Though I was happy here, Polzeath will soon be gruesomely packed with bucket and spaders and Rock with London Range Rovers. As summer comes, my idyll ends. I only longingly dreamed of what you now suggest but this passion seems to allow such a thing. I hope reading this upsets the heart of your being and releases you to that heady ecstasy, when two know they feel as one. Come down for the day and then in Bristol we can be alone. Let us have our tryst, let us be happy, let us end this lockdown.


Yours,

Charles

P. S.
I would have been a fool not to expect a night on your sofa but it is worth every morning in your embrace.


Past the Montereys, out into the deepening blue, the coast threatened a sea-fog. It would come that evening, a whey-faced silence, and muffle the village into hoarse plaint, surrounding and separating each unsettled cottage.

When Charles awoke the village was still shrouded. Looking out, as he had for hours without sleep, he was still the same submariner lost in the senseless time of the deep; in the bone-like ruins of some drowned village; in the dreamy wonder and spartan solitude of exploring Atlantean mystery.
    Only the lamppost on the green was a tether to Home like the beacon of some deep sea machine, set up as a blip in an otherwise indifferent, never-ending darkness.

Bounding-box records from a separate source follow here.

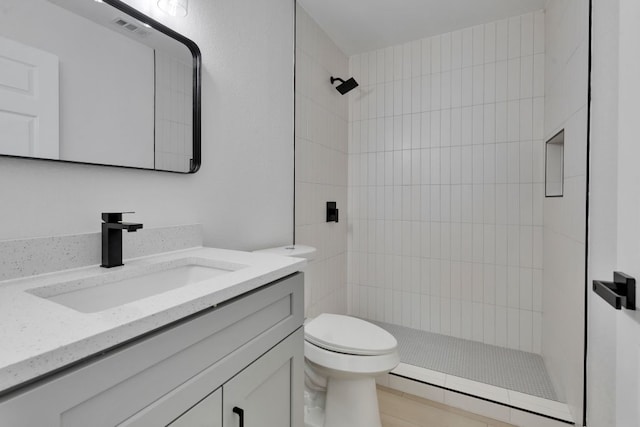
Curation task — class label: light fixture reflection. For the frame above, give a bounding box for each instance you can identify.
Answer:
[158,0,189,16]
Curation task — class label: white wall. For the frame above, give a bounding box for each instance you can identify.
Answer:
[587,0,640,427]
[542,0,589,422]
[349,12,545,352]
[0,0,294,254]
[296,5,348,317]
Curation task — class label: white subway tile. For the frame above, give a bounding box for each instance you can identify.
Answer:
[472,65,484,105]
[484,22,496,63]
[507,101,520,142]
[393,45,403,81]
[411,40,422,77]
[508,16,522,58]
[472,25,484,65]
[431,73,442,111]
[520,13,534,56]
[472,105,484,145]
[496,19,509,61]
[520,56,533,98]
[402,42,411,80]
[440,71,452,109]
[384,47,395,83]
[461,67,473,107]
[431,36,442,74]
[495,102,509,142]
[484,62,496,104]
[451,31,462,70]
[421,38,431,75]
[519,310,533,352]
[507,308,520,349]
[440,33,451,72]
[507,58,522,101]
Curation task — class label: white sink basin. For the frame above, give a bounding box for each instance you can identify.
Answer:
[27,258,247,313]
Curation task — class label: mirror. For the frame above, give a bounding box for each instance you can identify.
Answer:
[0,0,201,173]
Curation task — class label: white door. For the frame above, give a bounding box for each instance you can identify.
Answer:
[616,0,640,427]
[0,37,60,159]
[587,0,640,427]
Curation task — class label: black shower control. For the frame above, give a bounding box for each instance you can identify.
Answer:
[327,202,338,222]
[100,212,142,268]
[593,271,636,310]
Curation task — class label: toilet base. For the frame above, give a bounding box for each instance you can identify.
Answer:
[324,377,381,427]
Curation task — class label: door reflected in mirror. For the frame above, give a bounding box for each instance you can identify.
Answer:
[0,0,200,173]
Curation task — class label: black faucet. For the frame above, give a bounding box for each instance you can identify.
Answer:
[100,212,142,268]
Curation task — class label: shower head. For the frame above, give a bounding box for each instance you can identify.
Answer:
[331,77,358,95]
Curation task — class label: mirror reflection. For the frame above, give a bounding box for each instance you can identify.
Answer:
[0,0,199,173]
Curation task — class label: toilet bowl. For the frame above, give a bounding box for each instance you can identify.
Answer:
[252,245,400,427]
[304,313,400,427]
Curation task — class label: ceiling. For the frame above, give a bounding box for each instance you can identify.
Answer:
[298,0,546,55]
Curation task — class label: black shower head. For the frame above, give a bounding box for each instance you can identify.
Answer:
[331,77,358,95]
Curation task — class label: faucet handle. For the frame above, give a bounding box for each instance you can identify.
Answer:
[102,212,135,223]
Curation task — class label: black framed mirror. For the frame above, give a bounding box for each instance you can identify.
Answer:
[0,0,201,173]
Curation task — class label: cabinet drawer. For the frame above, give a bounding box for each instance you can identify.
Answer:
[0,273,303,427]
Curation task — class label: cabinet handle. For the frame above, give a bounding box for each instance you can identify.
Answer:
[233,406,244,427]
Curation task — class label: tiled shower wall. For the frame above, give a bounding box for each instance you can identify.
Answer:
[295,5,348,317]
[348,11,545,353]
[542,0,589,425]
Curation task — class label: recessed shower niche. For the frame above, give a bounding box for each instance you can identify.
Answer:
[544,129,564,197]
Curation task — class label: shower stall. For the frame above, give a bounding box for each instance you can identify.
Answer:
[296,0,589,424]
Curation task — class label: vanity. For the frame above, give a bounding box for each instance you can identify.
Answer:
[0,248,305,427]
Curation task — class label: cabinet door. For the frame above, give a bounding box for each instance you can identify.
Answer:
[223,328,304,427]
[168,388,222,427]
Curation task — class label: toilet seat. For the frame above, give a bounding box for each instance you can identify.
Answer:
[304,313,398,356]
[304,340,400,378]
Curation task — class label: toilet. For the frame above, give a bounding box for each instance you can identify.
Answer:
[252,245,400,427]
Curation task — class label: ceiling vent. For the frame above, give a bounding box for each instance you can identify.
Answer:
[113,18,149,37]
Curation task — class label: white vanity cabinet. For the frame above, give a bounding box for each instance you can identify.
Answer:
[0,273,304,427]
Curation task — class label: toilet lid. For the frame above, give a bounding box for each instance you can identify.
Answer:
[304,313,398,356]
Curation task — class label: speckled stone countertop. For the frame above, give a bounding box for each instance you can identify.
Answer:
[0,248,306,393]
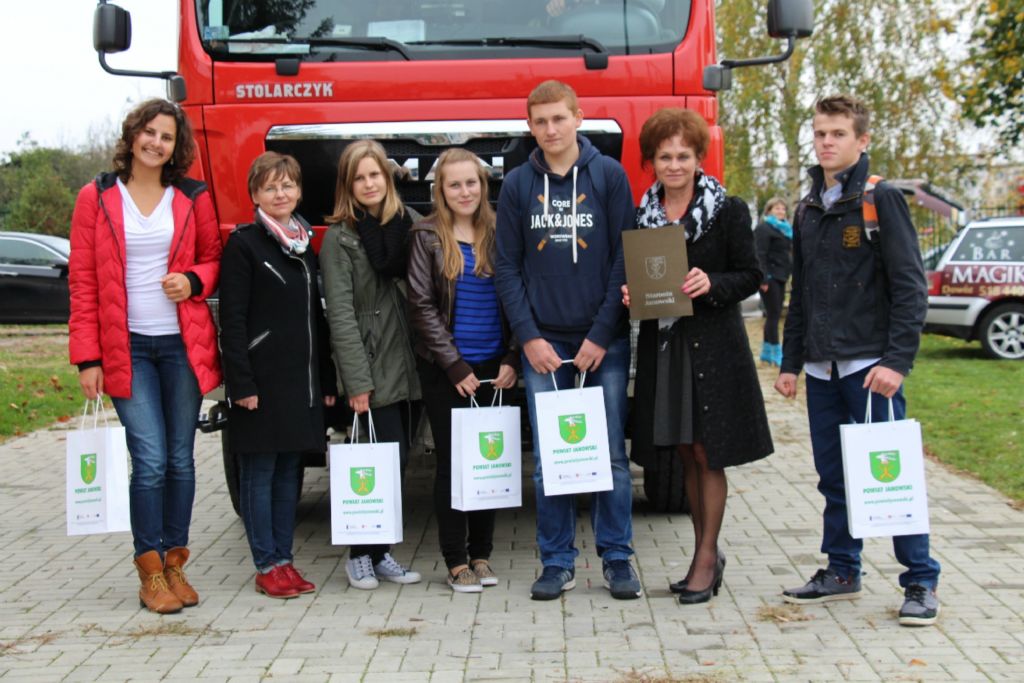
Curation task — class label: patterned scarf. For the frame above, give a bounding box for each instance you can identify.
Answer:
[256,208,309,254]
[637,171,725,244]
[637,171,725,333]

It felt like nothing would come through that day and that the post would not leave.
    The birds cried though it was a more uncertain call, disquieted to find the land once theirs taken in this tidal mist which had waxed by moonlight as they slept.
    Slowly lights turned on for breakfast. Still wrapped in bedtime gowns with bleary eyes and hissing kettles, hot mugs and the soft bubble of boiling eggs, they could only wait for it to pass. It indifferent to the life it held.
    By mid-morning the sun did pierce through and the postman’s van came past.